The hills are still alive, minus one sweet meadow lark, Charmian Carr.
Ever wonder why they say fish swim in schools? I had to look that one up. When a social group of fish gather in one spot its called shoaling and when they swim together in the same direction its called a school. So I guess when I hit a fishing hole yesterday and pulled out 3 nice catfish it was from a shoal not a school. That makes me think of this precious moment.
Yesterday was our last day to get on the river for the summer-the water is getting colder with each little cold front After being on the river all summer, mostly with grand kids which means not much fishing, I finally got on the board on the last day at the last fishing hole.

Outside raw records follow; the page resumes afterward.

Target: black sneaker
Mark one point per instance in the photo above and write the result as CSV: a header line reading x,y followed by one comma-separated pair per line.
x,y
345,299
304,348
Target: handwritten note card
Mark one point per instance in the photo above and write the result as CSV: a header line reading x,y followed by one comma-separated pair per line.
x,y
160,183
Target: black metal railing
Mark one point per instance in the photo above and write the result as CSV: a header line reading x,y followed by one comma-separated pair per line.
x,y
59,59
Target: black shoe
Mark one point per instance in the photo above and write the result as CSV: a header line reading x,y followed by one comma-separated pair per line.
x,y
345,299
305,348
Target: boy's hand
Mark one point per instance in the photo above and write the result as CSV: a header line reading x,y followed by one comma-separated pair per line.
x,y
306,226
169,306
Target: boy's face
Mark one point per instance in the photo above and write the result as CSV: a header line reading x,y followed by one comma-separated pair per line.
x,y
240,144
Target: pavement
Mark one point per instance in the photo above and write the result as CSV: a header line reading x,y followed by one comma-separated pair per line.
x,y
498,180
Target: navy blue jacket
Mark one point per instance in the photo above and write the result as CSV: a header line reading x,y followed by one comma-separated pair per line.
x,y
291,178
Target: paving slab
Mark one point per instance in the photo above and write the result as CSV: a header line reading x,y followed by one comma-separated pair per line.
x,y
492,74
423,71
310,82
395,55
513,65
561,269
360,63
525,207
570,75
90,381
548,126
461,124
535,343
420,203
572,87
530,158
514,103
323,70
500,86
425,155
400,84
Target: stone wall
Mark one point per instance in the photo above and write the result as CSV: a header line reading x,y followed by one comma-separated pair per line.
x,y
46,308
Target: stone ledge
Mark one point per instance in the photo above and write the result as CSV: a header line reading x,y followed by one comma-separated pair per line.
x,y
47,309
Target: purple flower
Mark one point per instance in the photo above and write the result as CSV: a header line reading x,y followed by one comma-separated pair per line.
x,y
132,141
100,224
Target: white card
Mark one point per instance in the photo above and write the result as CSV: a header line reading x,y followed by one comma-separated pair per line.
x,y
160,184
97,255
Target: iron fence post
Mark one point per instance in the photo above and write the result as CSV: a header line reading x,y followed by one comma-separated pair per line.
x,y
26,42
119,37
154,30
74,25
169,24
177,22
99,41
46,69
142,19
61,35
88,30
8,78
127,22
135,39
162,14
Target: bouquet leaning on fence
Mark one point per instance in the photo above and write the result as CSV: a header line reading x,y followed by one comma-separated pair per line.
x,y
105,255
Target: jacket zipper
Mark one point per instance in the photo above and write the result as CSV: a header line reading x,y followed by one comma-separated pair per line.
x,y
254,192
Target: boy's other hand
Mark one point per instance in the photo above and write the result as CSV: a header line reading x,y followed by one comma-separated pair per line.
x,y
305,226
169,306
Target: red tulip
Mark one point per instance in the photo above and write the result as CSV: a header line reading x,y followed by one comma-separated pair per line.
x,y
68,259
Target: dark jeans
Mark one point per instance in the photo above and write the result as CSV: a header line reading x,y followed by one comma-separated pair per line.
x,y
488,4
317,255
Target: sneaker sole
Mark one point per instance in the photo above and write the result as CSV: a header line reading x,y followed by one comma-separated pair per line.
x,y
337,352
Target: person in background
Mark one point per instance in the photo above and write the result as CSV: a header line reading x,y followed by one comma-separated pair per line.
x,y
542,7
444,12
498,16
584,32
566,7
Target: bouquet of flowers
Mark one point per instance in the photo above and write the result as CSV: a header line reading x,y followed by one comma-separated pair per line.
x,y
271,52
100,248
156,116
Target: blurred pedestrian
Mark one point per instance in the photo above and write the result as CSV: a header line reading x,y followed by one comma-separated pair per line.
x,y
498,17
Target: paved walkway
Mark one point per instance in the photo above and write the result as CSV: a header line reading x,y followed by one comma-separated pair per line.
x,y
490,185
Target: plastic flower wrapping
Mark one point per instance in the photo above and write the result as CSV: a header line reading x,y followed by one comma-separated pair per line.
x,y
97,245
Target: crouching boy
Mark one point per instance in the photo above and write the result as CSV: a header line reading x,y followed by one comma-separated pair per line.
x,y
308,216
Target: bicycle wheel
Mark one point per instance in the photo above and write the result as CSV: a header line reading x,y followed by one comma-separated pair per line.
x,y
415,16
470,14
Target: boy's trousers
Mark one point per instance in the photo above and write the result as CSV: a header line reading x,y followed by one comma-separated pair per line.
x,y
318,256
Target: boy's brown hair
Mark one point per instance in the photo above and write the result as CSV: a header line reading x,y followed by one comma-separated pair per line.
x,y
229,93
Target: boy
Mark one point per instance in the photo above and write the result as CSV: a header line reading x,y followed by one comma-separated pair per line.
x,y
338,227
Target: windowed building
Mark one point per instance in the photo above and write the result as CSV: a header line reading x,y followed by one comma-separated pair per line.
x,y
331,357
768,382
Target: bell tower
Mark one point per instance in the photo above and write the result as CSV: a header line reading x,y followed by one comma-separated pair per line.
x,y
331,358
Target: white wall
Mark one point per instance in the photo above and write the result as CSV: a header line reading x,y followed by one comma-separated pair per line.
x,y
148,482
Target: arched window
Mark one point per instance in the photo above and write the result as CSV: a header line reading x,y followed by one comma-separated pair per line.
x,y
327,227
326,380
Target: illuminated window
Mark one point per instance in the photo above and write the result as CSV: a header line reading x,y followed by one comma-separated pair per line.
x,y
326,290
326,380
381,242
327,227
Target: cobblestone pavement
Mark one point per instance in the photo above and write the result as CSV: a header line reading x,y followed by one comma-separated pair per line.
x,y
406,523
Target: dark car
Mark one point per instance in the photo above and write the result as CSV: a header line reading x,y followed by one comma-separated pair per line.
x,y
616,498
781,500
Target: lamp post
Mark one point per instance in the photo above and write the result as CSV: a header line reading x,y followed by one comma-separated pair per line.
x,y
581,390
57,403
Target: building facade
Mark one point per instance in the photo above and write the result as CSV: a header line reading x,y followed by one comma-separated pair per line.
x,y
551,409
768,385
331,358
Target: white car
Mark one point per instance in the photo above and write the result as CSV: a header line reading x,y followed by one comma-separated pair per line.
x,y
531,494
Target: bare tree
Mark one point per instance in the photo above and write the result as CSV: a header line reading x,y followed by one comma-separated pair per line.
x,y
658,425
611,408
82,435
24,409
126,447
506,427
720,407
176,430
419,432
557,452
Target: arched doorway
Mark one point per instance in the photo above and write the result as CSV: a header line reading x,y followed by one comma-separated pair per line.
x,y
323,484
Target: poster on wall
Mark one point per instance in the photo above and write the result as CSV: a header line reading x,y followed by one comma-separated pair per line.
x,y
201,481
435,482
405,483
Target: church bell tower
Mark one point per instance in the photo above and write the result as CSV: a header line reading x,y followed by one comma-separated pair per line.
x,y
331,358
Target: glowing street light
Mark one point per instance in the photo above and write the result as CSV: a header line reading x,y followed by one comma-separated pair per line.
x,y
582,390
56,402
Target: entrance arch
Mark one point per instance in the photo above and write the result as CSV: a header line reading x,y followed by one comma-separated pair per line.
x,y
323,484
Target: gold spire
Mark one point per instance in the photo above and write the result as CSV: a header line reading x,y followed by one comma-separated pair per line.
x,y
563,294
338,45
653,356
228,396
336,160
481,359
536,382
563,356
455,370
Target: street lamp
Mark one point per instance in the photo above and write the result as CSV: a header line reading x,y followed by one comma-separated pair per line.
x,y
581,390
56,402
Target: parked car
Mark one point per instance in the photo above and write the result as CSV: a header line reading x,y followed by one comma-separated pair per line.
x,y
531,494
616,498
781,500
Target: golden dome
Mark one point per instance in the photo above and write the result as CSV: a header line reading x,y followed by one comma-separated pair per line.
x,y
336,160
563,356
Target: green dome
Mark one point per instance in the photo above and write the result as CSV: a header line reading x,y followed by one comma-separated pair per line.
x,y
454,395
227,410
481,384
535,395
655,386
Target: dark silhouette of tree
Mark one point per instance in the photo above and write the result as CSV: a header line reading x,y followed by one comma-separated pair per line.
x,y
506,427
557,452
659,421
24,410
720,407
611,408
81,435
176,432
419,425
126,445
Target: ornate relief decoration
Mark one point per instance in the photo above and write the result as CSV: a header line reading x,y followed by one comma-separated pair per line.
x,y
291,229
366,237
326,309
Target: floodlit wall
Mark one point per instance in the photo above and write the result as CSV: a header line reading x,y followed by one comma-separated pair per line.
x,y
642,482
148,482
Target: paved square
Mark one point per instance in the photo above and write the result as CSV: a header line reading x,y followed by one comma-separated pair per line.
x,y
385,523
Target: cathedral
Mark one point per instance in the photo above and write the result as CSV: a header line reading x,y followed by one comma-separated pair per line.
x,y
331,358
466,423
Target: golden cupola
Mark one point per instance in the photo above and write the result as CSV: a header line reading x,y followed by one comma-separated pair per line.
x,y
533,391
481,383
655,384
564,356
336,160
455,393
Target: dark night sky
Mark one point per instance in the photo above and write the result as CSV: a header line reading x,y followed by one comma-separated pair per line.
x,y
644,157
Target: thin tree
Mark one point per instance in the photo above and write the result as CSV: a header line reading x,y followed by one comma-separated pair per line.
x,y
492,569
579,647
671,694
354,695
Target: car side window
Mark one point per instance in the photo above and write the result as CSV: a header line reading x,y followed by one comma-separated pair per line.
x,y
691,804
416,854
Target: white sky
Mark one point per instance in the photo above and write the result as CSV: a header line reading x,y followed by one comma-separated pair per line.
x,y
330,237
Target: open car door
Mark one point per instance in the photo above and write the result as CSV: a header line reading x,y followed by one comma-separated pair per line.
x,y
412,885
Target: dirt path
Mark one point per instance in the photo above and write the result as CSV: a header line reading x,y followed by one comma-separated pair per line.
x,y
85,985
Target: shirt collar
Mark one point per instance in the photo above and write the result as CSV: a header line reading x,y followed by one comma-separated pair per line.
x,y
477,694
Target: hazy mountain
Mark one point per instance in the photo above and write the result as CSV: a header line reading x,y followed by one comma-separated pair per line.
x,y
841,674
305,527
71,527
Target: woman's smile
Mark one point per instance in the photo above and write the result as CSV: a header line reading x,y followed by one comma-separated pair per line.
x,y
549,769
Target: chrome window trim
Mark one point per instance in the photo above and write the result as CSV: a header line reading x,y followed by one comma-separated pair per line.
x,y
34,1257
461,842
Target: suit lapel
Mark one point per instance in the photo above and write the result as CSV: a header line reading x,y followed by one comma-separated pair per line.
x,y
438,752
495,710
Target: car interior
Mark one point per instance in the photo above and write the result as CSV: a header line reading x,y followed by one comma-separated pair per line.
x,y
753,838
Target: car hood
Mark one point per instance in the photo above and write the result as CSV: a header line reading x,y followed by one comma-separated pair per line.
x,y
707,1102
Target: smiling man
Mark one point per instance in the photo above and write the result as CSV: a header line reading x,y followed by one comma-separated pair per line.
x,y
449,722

When I was fishing our pond with my 4 year old grandson, we were having a lot of luck catching young bass and then they just quit biting. He began asking all kinds of questions about fish and wondered why they quit biting. I mentioned that after a few hits at a minnow on a hook, they start to get smarter about biting. And then I began to explain that the fish swim in schools…and was about to say how they circle around the pond and they must be on the other side at the moment, when he cut me off and said, “Well I wish fish wouldn’t go to school and get smarter and just bite my minnow.”
Whether they gather in a shoal or move in a school, kids are like fish. They can be stinky and smelly and slip right through your fingers. They can be a lot of fun and fill your day with joy and laughter, putting the biggest smile on your face and make your heart grow ten times larger. You just never know what to expect. And that is what makes teaching…and fishing…SO MUCH FUN!
Many moons ago, before returning to my second year of college, I remember sitting on the front porch with my friend and telling her about a guy I had met the prior year and that, “This year I’m going fishing until I hook him.” Later I found out he had the same intention. We hooked each other our second year, married our third, and the rest is history.
We did not start fishing regularly until our boys were in their late teens, and that was strictly an escape to survive all of the testosterone flying around our home. Once we became Empty Nesters, we lived for fishing at every opportunity and it’s the same since we’ve retired.
I’m sitting on the river bank in the shade of a sycamore tree, taking a break from fishing…or should I? A bass just jumped out of the water right in front of me. It’s amazing how quickly I have learned to identify what kind of fish is hitting my bait before I even pull it out of the water. A Dude (big bass) will generally pull and release-pull and release the bait, and a Snaggle (catfish) will generally pull the bait and keep pulling and pulling. A bass on the move swimming upstream will give one hard chomp and you either hook him or you don’t. Once a Dude or Snaggle is pulled out of a hole, the Blue Gill feel safe to feed and swarm in like roaches coming out of the woodwork. You know it’s a blue gill by the tap, tap, tap and if they don’t get your minnow right away, upon inspection you’ll see it’s been disabled. Blue Gill will suck out their eyeballs and chomp out their gills to disable them for eating. And once they start hitting, it’s time to move on to a new hole because the big guys are gone.
A life time of summers later, instead of fishing for the man, I’m fishing with him, and no matter what we catch, I know I snagged the best fish in the sea . Happy 38th Anniversary to us…spending the day fishing on the river.